We have a lot to discuss tonight, so I want to keep this article relatively brief and want to get into more specifics on the timeline and exact locations that will likely be impacted tomorrow (Wednesday) and tomorrow night. Last night, I wrote up a very detailed analysis on this severe weather potential that will likely take shape tomorrow, and I encourage you to go back and read that article in case you missed it. Not a lot has changed since that article.

There remains to be a pretty strong model consensus that a potential tornado outbreak could unfold tomorrow across parts of the Mississippi Valley, Tennessee Valley and also including a lot of surrounding regions. I’ll have more on specific locations in just a minute.

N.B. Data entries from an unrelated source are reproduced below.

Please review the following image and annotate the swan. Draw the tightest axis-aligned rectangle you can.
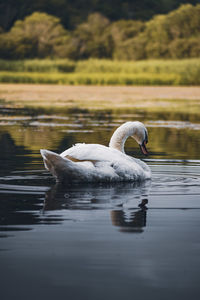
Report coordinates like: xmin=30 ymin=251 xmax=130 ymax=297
xmin=40 ymin=121 xmax=151 ymax=183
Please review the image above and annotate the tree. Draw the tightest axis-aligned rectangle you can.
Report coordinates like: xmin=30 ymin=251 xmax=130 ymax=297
xmin=67 ymin=13 xmax=113 ymax=59
xmin=0 ymin=12 xmax=68 ymax=58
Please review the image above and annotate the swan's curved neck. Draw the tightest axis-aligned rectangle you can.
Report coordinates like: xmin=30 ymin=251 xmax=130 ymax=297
xmin=109 ymin=125 xmax=130 ymax=153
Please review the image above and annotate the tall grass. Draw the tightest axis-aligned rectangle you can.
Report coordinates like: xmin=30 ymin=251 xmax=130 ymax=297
xmin=0 ymin=59 xmax=76 ymax=73
xmin=0 ymin=59 xmax=200 ymax=85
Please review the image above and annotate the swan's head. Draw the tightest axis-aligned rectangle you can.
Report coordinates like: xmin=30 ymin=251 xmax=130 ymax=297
xmin=109 ymin=121 xmax=148 ymax=155
xmin=129 ymin=122 xmax=148 ymax=155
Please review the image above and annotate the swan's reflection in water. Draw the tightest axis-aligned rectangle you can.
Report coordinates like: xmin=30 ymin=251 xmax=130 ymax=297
xmin=110 ymin=199 xmax=148 ymax=233
xmin=43 ymin=181 xmax=151 ymax=233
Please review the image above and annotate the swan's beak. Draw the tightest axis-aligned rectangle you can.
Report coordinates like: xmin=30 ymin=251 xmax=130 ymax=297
xmin=140 ymin=141 xmax=149 ymax=155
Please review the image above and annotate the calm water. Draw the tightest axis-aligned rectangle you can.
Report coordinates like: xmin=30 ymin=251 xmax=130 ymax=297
xmin=0 ymin=108 xmax=200 ymax=300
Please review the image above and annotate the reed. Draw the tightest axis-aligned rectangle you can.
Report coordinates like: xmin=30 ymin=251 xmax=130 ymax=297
xmin=0 ymin=59 xmax=200 ymax=85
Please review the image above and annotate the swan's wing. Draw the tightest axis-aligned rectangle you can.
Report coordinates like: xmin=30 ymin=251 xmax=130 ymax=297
xmin=60 ymin=144 xmax=121 ymax=162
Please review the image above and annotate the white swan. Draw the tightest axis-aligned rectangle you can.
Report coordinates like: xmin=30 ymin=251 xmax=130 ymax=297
xmin=40 ymin=122 xmax=151 ymax=183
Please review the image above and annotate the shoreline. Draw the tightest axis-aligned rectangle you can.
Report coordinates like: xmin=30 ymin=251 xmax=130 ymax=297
xmin=0 ymin=84 xmax=200 ymax=111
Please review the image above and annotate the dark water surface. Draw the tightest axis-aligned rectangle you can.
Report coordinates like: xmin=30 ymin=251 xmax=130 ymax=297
xmin=0 ymin=108 xmax=200 ymax=300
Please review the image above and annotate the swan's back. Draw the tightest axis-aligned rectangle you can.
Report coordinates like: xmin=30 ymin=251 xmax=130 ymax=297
xmin=41 ymin=144 xmax=151 ymax=182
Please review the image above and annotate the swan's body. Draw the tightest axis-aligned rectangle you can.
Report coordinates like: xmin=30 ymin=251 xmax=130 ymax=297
xmin=41 ymin=122 xmax=151 ymax=182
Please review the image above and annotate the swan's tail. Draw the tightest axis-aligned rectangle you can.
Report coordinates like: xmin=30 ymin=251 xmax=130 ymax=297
xmin=40 ymin=149 xmax=75 ymax=181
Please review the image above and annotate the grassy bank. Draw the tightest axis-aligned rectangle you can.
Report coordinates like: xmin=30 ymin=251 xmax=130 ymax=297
xmin=0 ymin=59 xmax=200 ymax=85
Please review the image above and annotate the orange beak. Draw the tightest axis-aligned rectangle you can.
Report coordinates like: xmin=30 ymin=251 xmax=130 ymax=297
xmin=140 ymin=141 xmax=149 ymax=155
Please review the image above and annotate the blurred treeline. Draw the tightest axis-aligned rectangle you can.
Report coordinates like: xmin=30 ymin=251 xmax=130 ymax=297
xmin=0 ymin=0 xmax=200 ymax=60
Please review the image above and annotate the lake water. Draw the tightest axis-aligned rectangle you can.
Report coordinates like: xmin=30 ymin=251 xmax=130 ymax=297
xmin=0 ymin=107 xmax=200 ymax=300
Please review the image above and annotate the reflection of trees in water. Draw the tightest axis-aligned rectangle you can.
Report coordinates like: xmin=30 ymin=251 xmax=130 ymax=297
xmin=0 ymin=132 xmax=31 ymax=176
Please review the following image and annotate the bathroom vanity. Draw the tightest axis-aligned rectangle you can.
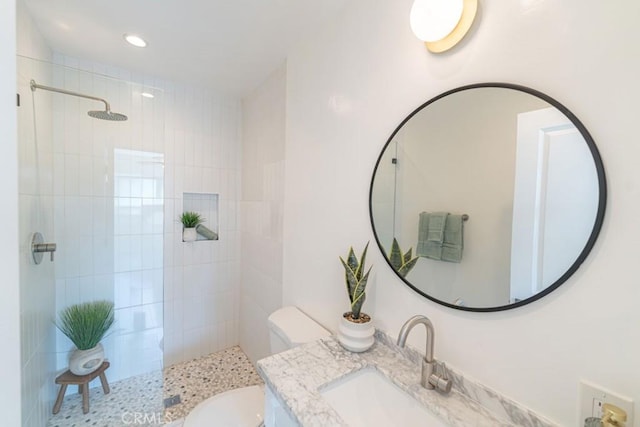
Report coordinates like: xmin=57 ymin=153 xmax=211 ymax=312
xmin=258 ymin=331 xmax=554 ymax=427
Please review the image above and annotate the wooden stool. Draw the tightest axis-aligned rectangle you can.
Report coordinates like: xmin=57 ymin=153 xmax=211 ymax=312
xmin=53 ymin=361 xmax=111 ymax=414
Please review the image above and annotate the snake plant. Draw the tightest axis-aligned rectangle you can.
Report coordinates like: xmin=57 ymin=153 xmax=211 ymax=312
xmin=340 ymin=242 xmax=371 ymax=320
xmin=389 ymin=237 xmax=418 ymax=277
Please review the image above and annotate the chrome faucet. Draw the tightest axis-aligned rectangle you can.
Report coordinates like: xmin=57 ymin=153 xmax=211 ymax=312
xmin=398 ymin=314 xmax=451 ymax=393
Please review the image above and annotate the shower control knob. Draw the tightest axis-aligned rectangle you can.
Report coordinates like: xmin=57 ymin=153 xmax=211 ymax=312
xmin=31 ymin=232 xmax=57 ymax=264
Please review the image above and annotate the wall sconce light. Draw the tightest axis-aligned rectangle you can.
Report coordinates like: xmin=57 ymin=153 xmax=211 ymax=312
xmin=409 ymin=0 xmax=478 ymax=53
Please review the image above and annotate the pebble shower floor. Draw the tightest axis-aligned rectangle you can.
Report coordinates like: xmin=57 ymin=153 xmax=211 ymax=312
xmin=47 ymin=346 xmax=263 ymax=427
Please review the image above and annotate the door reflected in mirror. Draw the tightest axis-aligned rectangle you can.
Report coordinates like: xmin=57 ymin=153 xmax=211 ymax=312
xmin=370 ymin=83 xmax=606 ymax=311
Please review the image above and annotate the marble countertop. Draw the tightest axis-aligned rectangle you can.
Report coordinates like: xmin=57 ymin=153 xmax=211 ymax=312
xmin=258 ymin=332 xmax=520 ymax=427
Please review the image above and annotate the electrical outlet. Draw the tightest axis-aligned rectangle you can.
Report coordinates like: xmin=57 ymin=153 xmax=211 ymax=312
xmin=578 ymin=380 xmax=633 ymax=426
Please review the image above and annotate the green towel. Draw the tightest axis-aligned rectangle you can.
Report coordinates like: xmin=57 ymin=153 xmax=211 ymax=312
xmin=416 ymin=212 xmax=464 ymax=262
xmin=441 ymin=215 xmax=464 ymax=262
xmin=427 ymin=212 xmax=449 ymax=243
xmin=416 ymin=212 xmax=444 ymax=260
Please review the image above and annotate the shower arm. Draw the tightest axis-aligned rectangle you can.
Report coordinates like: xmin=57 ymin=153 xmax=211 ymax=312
xmin=29 ymin=80 xmax=111 ymax=113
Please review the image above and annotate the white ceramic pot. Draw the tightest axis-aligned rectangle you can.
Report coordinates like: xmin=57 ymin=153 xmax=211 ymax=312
xmin=182 ymin=227 xmax=198 ymax=242
xmin=69 ymin=343 xmax=104 ymax=375
xmin=338 ymin=313 xmax=376 ymax=353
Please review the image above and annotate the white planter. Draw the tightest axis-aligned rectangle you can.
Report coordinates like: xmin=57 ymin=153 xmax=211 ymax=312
xmin=182 ymin=227 xmax=198 ymax=242
xmin=69 ymin=343 xmax=104 ymax=375
xmin=338 ymin=313 xmax=376 ymax=353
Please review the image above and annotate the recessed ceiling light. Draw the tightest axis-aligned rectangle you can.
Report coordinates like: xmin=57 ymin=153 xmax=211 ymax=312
xmin=124 ymin=34 xmax=147 ymax=47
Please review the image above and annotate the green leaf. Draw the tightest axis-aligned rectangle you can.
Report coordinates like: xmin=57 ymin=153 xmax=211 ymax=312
xmin=389 ymin=237 xmax=403 ymax=270
xmin=56 ymin=301 xmax=114 ymax=350
xmin=398 ymin=257 xmax=418 ymax=277
xmin=339 ymin=242 xmax=371 ymax=319
xmin=398 ymin=248 xmax=413 ymax=264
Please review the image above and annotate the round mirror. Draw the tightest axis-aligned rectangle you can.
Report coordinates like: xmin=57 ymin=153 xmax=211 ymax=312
xmin=369 ymin=83 xmax=606 ymax=311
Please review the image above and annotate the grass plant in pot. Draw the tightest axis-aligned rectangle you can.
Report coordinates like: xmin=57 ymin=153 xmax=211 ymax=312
xmin=180 ymin=211 xmax=204 ymax=242
xmin=338 ymin=243 xmax=375 ymax=353
xmin=56 ymin=301 xmax=114 ymax=375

A Few Details I Want To Mention:

Before getting into specific locations, a broad mid to upper-level trough is continuing to move eastward as expected, which will set up the proper dynamics for this event to occur. A strong sub-tropical jet stream currently extends from the Pacific into Mexico and is feeding adequate moisture into the southeastern U.S. This moisture plume will continue to expand northward as a frontal boundary continues to push north as a warm front.

As expected, a tongue of drier air should be available at the mid-levels, further destabilizing the environment. Daytime heating tomorrow should adequately destabilize the environment further. A strong low-level jet stream will be present and eventually extend northward. The mid and upper-level winds should increasingly become favorable throughout the day due to the eastward moving trough. Winds will increase and change with height in a clockwise direction (a favorable directional and speed shear environment). Basically, conditions will be very favorable for supercells capable of producing tornadoes. In fact, some of these tornadoes could be strong.

As I’ve mentioned several times already, overnight and early-morning convection could keep the environment more stable than expected, however I wouldn’t count on that occurring. It’s really only going to take a couple hours of sunlight to quickly destabilize the atmosphere, and the model guidance indicates that any leftover convective activity will move out in time.

Locations In The Danger Zone:

Please take special note if you’re in the areas that are listed.

Highest risk for tornadoes tomorrow (some strong): eastern half of Arkansas, northern half of Louisiana, much of Mississippi (higher chance of strong tornadoes), western and central Tennessee (higher chance of strong tornadoes), western and northwest Alabama (higher chance of strong tornadoes in northwest Alabama)

Additional regions that could be at risk for tornadoes: the rest of Alabama, the rest of Louisiana, western half of Kentucky, southeastern Missouri, southern parts of Illinois and Indiana and early on in eastern Texas. The threat could expand eastward into parts of Georgia towards Wednesday evening. I will also be keeping a close eye on the possibility of this threat expanding into eastward parts of Tennessee, western North Carolina, and Upstate South Carolina into the overnight hours, although the greatest tornado risk will occur west of these areas.

Significant Tornado Parameter – Early Afternoon:

Significant Tornado Parameter - Early Afternoon

Significant Tornado Parameter – Mid To Late Afternoon:

Significant Tornado Parameter - Mid To Late Afternoon

Significant Tornado Parameter – Early Evening:

Significant Tornado Parameter - Early Evening

Concluding thoughts:

Again, nothing is ever certain, but this could end up being a high-impact severe weather event. I wouldn’t be surprised if SPC upgrades parts of the enhanced risk to a moderate risk for parts of Mississippi, Alabama, and western Tennessee. If you’ll be traveling during this time, please check the weather frequently and have a plan in place if you live in any of the mentioned locations.